Sie haben eine eigene Lagebeurteilung gemacht. Sie haben selbst eingegriffen. Sie haben hier selbst mit eigener Kompetenz vorher einen Zug verweigert. Dann hätten Sie den auch in dieser Nacht durchsetzen können. Das ist ein ganz eklatanter Widerspruch.

(Beifall von der FDP und der CDU)

Wenn Sie sagen, man hatte keine Kenntnisse, warum haben Sie dann Kräfte in Aussicht gestellt?

(Jochen Ott [SPD]: Das ist ja peinlich!)

Sie zeigen mit dem Finger auf andere. Die Landespolizei, die Kölner Polizei, die Bundespolizei seien schuld.

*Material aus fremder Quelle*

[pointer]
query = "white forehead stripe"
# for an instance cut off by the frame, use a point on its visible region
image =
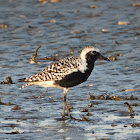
(86, 50)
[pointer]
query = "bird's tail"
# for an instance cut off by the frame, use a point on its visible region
(24, 86)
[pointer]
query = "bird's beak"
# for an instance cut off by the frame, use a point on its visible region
(103, 58)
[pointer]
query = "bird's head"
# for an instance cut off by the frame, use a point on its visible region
(93, 53)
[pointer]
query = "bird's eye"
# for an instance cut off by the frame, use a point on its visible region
(94, 52)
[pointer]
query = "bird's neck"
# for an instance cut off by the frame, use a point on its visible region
(90, 63)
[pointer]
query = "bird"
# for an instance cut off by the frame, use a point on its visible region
(66, 73)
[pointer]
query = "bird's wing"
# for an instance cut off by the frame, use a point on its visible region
(57, 70)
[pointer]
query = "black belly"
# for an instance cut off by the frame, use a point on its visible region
(73, 79)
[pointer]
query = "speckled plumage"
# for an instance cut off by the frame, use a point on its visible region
(66, 73)
(61, 68)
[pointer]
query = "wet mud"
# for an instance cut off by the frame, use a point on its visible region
(107, 105)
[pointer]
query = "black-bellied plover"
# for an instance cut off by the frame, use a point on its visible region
(66, 73)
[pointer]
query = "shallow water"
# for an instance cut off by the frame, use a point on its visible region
(75, 25)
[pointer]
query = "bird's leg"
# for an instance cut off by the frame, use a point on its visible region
(65, 107)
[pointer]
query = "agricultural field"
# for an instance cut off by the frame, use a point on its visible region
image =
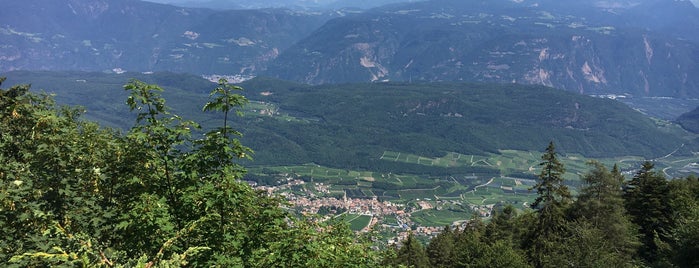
(357, 222)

Liebe Grüne, ich will das auch noch einmal erwähnen: Das ist nicht die Bundespolizei an der Stelle. Die Bundespolizei hatte 70 Beamte im Einsatz. Die Landespolizei hatte in der Spitze 83 Beamte am Bahnhof. Also machen Sie es sich bitte nicht so leicht und zeigen mit dem Finger auf andere! Natürlich sind auch Verantwortlichkeiten in Nordrhein-Westfalen und natürlich auch Verantwortlichkeiten im Hause des Innenministers.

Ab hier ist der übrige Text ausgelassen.